Institutional investors are distancing themselves from ESG as a single, overarching framework, reports Bloomberg. These findings come from a recent Morningstar survey of asset owners across North America, Europe, and Asia-Pacific. While the commitment to sustainable investing remains strong, many now view environmental, social, and governance factors as distinct considerations rather than one unified strategy. The survey revealed that the environmental component, especially climate risk, has become the main priority. Asset owners see it as a material investment risk and are focusing more on measurable climate strategies than on broader ESG labels. Many investors believe the term “ESG” has become overly politicised and diluted, leading to concerns about greenwashing and oversimplification. As a result, terms like “sustainable investing” or “responsible investing” are now favoured for their clarity and focus. The report also notes growing caution among asset owners amid global geopolitical tensions. In an uncertain market environment, many are holding off on short-term portfolio changes until more stability and clarity emerge.  Overall, the shift suggests a maturing approach to sustainability, less about buzzwords and more about targeted, practical investment decisions. 

Senate moves to revoke California’s vehicle emissions waiver

According to ESG Dive, the U.S. Senate recently passed resolutions to revoke California’s authority under the Clean Air Act to set stricter vehicle emissions standards than federal rules. This move targets California’s 2022 Advanced Clean Car II regulations, which require all new cars sold in the state to be zero-emission by 2035. The decision to revoke California’s authority was supported by certain industries which argue the rules are unrealistic and harmful to consumers and the economy.

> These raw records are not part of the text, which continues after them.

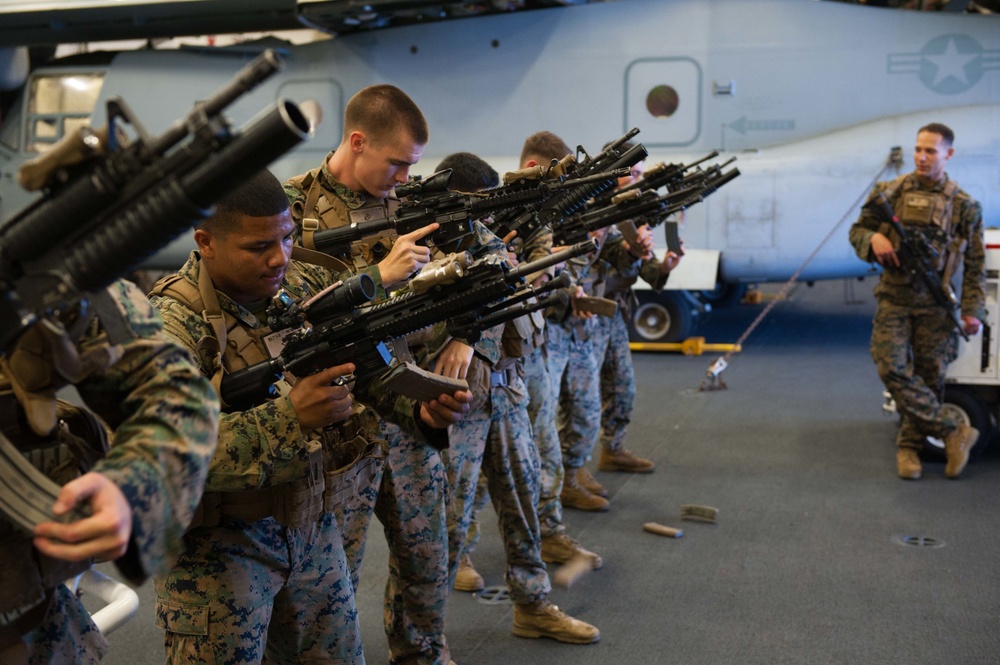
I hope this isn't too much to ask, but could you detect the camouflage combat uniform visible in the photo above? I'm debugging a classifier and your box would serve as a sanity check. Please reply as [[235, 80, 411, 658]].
[[285, 152, 449, 665], [547, 230, 637, 469], [0, 281, 218, 664], [152, 252, 378, 663], [594, 258, 667, 451], [850, 173, 986, 449], [410, 222, 551, 604]]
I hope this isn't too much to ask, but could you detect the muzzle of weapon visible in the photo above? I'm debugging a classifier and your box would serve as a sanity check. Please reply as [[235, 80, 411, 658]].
[[0, 49, 282, 280]]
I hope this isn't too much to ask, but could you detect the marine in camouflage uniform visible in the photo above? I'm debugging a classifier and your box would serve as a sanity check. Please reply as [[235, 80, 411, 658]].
[[285, 151, 450, 665], [0, 281, 218, 664], [152, 250, 364, 663], [850, 124, 986, 479], [594, 239, 670, 473], [548, 229, 638, 510]]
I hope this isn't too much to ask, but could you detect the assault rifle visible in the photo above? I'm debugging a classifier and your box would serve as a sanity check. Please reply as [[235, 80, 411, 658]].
[[552, 169, 740, 252], [0, 51, 309, 532], [0, 50, 309, 350], [219, 239, 595, 410], [313, 169, 619, 256], [490, 128, 647, 241], [874, 192, 969, 342]]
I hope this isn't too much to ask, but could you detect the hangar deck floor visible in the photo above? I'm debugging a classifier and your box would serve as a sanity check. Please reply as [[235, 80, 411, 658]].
[[95, 274, 1000, 665]]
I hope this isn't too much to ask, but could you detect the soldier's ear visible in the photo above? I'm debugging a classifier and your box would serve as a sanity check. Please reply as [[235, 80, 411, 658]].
[[194, 229, 215, 259]]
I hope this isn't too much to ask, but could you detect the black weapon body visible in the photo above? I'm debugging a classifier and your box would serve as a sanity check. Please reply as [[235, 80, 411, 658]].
[[0, 51, 310, 349], [875, 192, 969, 341], [219, 239, 596, 411], [313, 169, 632, 256]]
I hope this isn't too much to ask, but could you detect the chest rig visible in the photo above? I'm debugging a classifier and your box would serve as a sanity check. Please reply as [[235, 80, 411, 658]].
[[289, 168, 396, 272], [881, 175, 965, 283]]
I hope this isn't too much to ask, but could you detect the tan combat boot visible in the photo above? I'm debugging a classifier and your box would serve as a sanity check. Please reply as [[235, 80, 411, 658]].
[[514, 600, 601, 644], [454, 554, 486, 593], [559, 468, 608, 512], [597, 448, 656, 473], [576, 466, 608, 498], [896, 448, 922, 480], [944, 423, 979, 478], [542, 533, 604, 570]]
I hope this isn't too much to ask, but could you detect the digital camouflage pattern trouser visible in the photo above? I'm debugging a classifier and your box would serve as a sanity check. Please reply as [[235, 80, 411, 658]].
[[871, 298, 958, 448], [375, 423, 451, 665], [547, 325, 601, 469], [22, 584, 108, 665], [523, 344, 566, 537], [594, 310, 635, 451], [445, 372, 552, 604], [154, 513, 365, 665]]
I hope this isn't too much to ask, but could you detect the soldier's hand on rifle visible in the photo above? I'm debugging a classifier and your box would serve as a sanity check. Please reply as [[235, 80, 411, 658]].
[[871, 233, 899, 268], [434, 339, 474, 379], [34, 472, 132, 561], [962, 316, 983, 335], [569, 284, 597, 319], [420, 390, 472, 429], [660, 246, 681, 275], [622, 224, 653, 259], [378, 222, 440, 290], [288, 363, 354, 431]]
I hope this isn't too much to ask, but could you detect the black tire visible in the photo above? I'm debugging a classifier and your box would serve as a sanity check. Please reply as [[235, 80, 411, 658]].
[[698, 282, 747, 309], [920, 385, 993, 462], [628, 291, 694, 342]]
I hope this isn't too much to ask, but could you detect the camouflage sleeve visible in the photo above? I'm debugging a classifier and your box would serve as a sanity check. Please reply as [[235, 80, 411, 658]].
[[152, 297, 318, 492], [848, 182, 886, 263], [78, 281, 219, 578], [959, 198, 987, 321]]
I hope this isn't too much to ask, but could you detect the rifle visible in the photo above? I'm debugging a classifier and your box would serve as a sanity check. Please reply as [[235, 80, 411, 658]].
[[0, 50, 309, 350], [219, 239, 596, 410], [490, 128, 647, 242], [874, 192, 969, 342], [313, 169, 618, 256], [0, 50, 310, 532]]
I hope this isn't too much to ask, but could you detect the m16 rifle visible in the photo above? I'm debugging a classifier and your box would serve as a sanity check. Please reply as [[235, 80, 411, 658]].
[[219, 239, 596, 410], [552, 169, 740, 252], [313, 169, 618, 256], [871, 192, 969, 341], [0, 51, 310, 531], [490, 128, 647, 242], [0, 51, 309, 349]]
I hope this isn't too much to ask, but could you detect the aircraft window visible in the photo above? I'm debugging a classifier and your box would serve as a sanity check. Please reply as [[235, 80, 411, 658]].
[[646, 85, 680, 118], [25, 74, 104, 152]]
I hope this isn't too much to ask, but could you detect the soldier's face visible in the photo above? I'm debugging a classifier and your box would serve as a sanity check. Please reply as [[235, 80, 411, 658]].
[[913, 132, 955, 184], [195, 210, 295, 305], [351, 130, 424, 199]]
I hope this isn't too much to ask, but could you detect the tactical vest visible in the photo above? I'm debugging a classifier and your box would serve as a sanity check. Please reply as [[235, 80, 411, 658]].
[[0, 292, 117, 640], [150, 267, 386, 528], [879, 174, 966, 284], [288, 168, 396, 271]]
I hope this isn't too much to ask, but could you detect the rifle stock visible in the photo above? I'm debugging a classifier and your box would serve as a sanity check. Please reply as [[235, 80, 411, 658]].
[[220, 240, 596, 410]]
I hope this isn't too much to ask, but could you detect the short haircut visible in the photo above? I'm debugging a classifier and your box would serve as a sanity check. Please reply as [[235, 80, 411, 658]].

California, backed by 10 other states, opposes the resolution, and plans to sue to maintain its emissions waiver, citing the state’s long history of battling air pollution and the legal right to protect public health. Clean air advocates warn that rescinding the waiver could lead to poorer air quality, more health problems, and hinder progress toward cleaner transportation. The debate also involves broader issues of states’ rights versus federal authority – something we are seeing across the US when it comes to climate-related and sustainability legislation. 

ICYMI 

  • BRICS agreed on its first climate finance framework, outlining priorities like reforming multilateral development banks and mobilising private capital. The non-binding plan will be submitted for formal approval at a July summit, Environmental Finance reports. 
  • Vanguard will expand proxy voting choice to 10 million investors, up from 3.5 million, as part of efforts to reduce its direct influence on shareholder elections. According to Reuters. The move brings nearly $1 trillion in assets into its “Investor Choice” program, letting investors select voting policies rather than cast company-specific votes.
  • A new European Commission report finds the EU is nearly on track to meet its 2030 climate goals, including a 55% cut in greenhouse gas emissions from 1990 levels.
The views expressed in this article are those of the author(s) and not necessarily the views of FTI Consulting, its management, its subsidiaries, its affiliates, or its other professionals.